The verdict "is ultimately up to the jury, not me," he noted. "But it is sufficient to permit the jury to convict on all counts."

Prosecutors rested their case Friday in the trial of Sulaiman Abu Ghaith, the highest-level al-Qaida figure to be tried in the U.S. since the Sept. 11 attacks. The defense case is due to start Monday.

Prosecutors say Abu Ghaith was part of al-Qaida's deadly plotting in his role as spokesman in fiery videos and interviews after 9/11 and as a motivational speaker at the group's training camps in Afghanistan in the summer before the attacks. Prosecutors have built their case partly on his own words, including a declaration on Sept. 12, 2001, that "the storm of airplanes will not abate."

Abu Ghaith's lawyers have said the Kuwait-born imam made inflammatory remarks but didn't conspire to carry out terrorism. He said in a statement to authorities after his arrest last year that as 9/11 approached, he knew nothing of any specific plan to attack the U.S., though he'd heard "something big was going to happen."

"The government has not met its burden (of proof), and the case should be dismissed," one of his lawyers, Zoe Dolan, said Friday in urging Kaplan to toss out the case.

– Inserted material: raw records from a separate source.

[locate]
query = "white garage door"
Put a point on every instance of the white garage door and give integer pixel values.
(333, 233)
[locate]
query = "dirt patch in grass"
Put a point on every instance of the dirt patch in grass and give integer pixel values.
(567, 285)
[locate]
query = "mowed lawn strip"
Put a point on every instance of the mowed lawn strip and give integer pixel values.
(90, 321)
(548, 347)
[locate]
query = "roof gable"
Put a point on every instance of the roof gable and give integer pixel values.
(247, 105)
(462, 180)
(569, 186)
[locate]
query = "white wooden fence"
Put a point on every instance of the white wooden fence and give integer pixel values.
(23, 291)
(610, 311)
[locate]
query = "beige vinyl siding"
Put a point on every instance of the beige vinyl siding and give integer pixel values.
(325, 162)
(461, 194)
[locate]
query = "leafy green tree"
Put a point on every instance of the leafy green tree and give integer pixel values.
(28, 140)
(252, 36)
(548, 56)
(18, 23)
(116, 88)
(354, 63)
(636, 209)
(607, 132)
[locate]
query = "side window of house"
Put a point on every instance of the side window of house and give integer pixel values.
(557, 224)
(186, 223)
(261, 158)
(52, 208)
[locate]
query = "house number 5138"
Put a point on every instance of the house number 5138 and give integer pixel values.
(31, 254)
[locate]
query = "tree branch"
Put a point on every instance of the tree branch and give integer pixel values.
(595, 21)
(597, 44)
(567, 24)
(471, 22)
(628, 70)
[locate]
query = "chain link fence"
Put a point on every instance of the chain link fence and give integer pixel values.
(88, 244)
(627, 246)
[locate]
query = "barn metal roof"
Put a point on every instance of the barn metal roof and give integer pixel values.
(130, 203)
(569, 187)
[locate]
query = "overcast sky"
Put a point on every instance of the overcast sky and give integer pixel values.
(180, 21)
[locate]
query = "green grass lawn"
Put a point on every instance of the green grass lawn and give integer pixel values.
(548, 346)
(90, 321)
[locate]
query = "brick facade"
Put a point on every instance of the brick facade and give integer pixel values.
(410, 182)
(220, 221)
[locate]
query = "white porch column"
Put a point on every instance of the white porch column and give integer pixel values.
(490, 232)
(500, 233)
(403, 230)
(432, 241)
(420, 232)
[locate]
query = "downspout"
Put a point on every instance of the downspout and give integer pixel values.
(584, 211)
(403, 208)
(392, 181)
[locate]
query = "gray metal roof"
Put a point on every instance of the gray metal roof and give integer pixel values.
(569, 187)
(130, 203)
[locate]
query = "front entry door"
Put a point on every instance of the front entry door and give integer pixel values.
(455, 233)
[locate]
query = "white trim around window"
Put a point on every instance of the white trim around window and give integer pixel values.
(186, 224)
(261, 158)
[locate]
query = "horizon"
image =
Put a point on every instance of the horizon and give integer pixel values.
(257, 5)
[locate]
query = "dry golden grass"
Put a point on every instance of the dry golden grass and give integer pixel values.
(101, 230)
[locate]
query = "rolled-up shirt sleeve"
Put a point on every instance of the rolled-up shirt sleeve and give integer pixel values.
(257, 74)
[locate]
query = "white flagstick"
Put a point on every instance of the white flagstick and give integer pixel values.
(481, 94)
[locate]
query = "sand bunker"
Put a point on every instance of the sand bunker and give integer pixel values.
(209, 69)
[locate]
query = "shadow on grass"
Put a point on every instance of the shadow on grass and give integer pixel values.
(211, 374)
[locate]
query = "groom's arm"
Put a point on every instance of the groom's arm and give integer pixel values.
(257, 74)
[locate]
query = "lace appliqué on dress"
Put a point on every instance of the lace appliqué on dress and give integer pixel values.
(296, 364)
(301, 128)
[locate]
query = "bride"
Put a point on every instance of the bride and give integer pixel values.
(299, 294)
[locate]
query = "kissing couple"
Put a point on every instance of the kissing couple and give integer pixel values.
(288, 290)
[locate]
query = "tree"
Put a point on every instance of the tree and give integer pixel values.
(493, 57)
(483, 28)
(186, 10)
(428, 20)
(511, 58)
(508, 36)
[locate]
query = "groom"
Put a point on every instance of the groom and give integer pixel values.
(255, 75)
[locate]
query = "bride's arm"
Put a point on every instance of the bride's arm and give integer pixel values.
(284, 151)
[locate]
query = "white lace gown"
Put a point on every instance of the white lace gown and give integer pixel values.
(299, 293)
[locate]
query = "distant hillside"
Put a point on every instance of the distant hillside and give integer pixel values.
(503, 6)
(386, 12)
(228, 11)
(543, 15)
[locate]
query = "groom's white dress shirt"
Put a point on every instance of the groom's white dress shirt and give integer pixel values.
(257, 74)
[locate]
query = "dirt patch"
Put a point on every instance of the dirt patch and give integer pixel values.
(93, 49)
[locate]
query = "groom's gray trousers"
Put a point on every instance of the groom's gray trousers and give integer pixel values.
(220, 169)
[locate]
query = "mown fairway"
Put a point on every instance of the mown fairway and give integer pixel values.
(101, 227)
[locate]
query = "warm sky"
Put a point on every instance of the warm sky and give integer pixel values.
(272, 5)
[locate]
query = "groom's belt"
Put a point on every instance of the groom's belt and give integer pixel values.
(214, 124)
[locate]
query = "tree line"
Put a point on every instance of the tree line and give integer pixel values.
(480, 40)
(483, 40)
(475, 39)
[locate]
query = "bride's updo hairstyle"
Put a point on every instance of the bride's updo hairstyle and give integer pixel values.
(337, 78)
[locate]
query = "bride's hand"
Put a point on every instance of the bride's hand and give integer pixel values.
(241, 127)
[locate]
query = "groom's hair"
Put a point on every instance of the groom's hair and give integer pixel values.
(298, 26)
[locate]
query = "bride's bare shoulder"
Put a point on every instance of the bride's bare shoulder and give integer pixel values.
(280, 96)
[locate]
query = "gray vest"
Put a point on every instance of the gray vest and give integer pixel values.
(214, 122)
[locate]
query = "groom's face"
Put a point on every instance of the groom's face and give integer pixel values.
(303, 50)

Defense lawyers have sought information from professed Sept. 11 mastermind Khalid Sheik Mohammed, and they're likely to revisit Monday whether they can use it at the trial. They recently received answers to written questions they sent to Mohammed in a detention facility in Guantanamo Bay, Cuba, but they would need Kaplan's OK to introduce the information.

The defense has suggested Mohammed could help rebut the government's claim that Abu Ghaith must have known in advance of al-Qaida's so-called shoe bomb airplane plots, including Richard Reid's attempt to carry one out in December 2001.